The Frenchman is contracted to drive for AlphaTauri but Alpine are planning to spend any compensation money they receive from McLaren for Piastri to buy him out of that contract.
Red Bull seem open to such a move too, with Christian Horner and Helmut Marko both refusing to rule it out.
If it does happen, AlphaTauri will need a new driver, and one of the names linked with the team is American driver Herta.
The IndyCar driver has stated his desire to drive in F1 and his best chance of doing so looks to have ended with McLaren, whom he has tested for this, signing Piastri.
Marko is apparently considering giving him a chance at AlphaTauri instead, which wouldn’t be all that surprising given Red Bull’s lack of junior drivers ready to enter F1.
One hurdle is superlicense points though, with Herta having 32 to his name and 40 required for a driver to enter F1 permanently.
He could in theory gain six more before the end of the season if he were to drive in each FP1 session once the IndyCar campaign is finished, but that still wouldn’t be enough.
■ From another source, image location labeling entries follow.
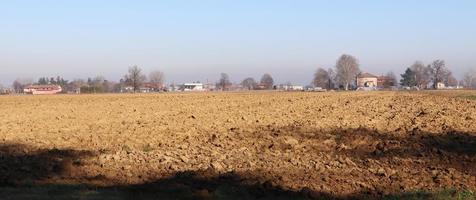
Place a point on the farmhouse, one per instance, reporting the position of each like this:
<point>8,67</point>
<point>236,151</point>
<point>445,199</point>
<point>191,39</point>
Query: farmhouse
<point>385,81</point>
<point>43,89</point>
<point>192,87</point>
<point>367,80</point>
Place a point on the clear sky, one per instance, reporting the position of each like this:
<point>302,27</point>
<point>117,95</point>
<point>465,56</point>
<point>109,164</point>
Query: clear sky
<point>193,40</point>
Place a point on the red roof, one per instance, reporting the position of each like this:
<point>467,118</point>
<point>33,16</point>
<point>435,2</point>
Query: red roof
<point>366,75</point>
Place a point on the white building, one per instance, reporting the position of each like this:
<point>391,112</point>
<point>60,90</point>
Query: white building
<point>192,87</point>
<point>440,85</point>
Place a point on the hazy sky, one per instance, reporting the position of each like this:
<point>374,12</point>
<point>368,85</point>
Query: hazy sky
<point>196,40</point>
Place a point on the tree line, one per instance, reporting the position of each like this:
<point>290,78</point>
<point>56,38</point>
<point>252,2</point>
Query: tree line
<point>344,74</point>
<point>134,79</point>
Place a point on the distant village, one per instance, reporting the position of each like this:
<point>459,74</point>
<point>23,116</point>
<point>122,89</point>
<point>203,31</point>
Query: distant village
<point>346,75</point>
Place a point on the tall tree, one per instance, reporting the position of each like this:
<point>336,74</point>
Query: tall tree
<point>157,79</point>
<point>135,78</point>
<point>450,80</point>
<point>267,81</point>
<point>20,84</point>
<point>438,72</point>
<point>391,80</point>
<point>469,79</point>
<point>224,83</point>
<point>249,83</point>
<point>322,78</point>
<point>408,78</point>
<point>347,68</point>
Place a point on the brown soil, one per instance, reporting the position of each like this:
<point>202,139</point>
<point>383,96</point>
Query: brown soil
<point>315,144</point>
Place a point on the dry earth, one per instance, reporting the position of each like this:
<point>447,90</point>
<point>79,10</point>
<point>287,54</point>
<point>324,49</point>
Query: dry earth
<point>337,145</point>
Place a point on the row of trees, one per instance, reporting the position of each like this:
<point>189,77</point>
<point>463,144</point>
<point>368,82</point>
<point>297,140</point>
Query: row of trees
<point>249,83</point>
<point>345,72</point>
<point>134,78</point>
<point>421,76</point>
<point>343,75</point>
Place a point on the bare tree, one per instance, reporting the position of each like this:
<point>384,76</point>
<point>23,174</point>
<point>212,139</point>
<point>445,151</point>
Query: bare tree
<point>347,68</point>
<point>20,84</point>
<point>224,83</point>
<point>450,80</point>
<point>391,80</point>
<point>438,72</point>
<point>249,83</point>
<point>135,78</point>
<point>469,79</point>
<point>322,78</point>
<point>421,74</point>
<point>267,81</point>
<point>157,79</point>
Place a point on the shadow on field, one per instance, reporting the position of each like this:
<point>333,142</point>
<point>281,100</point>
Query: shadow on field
<point>448,149</point>
<point>32,174</point>
<point>21,164</point>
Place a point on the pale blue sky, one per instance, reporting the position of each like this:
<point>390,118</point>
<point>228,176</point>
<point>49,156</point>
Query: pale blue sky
<point>196,40</point>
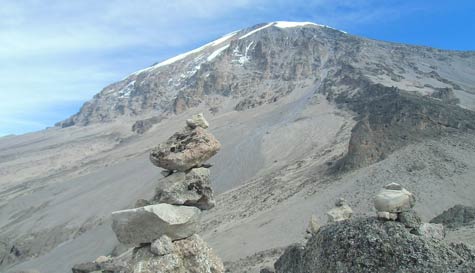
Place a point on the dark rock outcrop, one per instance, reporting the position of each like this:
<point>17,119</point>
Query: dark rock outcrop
<point>456,216</point>
<point>372,245</point>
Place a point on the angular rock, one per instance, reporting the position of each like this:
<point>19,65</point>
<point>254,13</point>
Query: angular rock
<point>394,198</point>
<point>189,255</point>
<point>162,246</point>
<point>267,269</point>
<point>141,203</point>
<point>432,231</point>
<point>197,120</point>
<point>410,219</point>
<point>370,245</point>
<point>146,224</point>
<point>313,225</point>
<point>341,212</point>
<point>456,216</point>
<point>191,188</point>
<point>387,215</point>
<point>185,150</point>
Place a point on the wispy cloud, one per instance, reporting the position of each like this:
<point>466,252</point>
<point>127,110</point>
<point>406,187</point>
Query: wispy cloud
<point>55,53</point>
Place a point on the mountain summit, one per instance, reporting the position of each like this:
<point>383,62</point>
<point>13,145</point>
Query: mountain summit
<point>261,64</point>
<point>306,115</point>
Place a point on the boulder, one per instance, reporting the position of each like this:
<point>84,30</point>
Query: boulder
<point>197,120</point>
<point>341,212</point>
<point>313,225</point>
<point>387,215</point>
<point>455,217</point>
<point>185,150</point>
<point>191,188</point>
<point>369,245</point>
<point>394,198</point>
<point>146,224</point>
<point>431,231</point>
<point>162,246</point>
<point>191,255</point>
<point>410,219</point>
<point>267,269</point>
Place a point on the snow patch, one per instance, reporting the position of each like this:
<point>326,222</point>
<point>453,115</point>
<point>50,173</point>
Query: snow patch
<point>184,55</point>
<point>256,30</point>
<point>216,53</point>
<point>125,92</point>
<point>285,24</point>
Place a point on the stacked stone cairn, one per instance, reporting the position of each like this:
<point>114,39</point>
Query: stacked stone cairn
<point>395,203</point>
<point>163,231</point>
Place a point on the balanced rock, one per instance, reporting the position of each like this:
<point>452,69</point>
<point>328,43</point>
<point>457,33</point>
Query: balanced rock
<point>197,120</point>
<point>432,231</point>
<point>146,224</point>
<point>162,246</point>
<point>341,212</point>
<point>191,188</point>
<point>190,255</point>
<point>185,150</point>
<point>394,198</point>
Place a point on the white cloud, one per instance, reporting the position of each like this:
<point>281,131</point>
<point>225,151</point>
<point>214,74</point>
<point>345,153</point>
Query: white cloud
<point>54,51</point>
However, according to Motorsport.com, the FIA are looking into whether they get him onto the grid nonetheless, aware that his arrival would help F1 in its efforts to grow in America.
There are clauses that would allow them to make an exception and grant him a superlicense, but they risk upsetting those looking to get young drivers from F2 onto the grid that are already eligible.
“If he gets a licence we might as well all stop investing F3 and F2,” a paddock source told the site.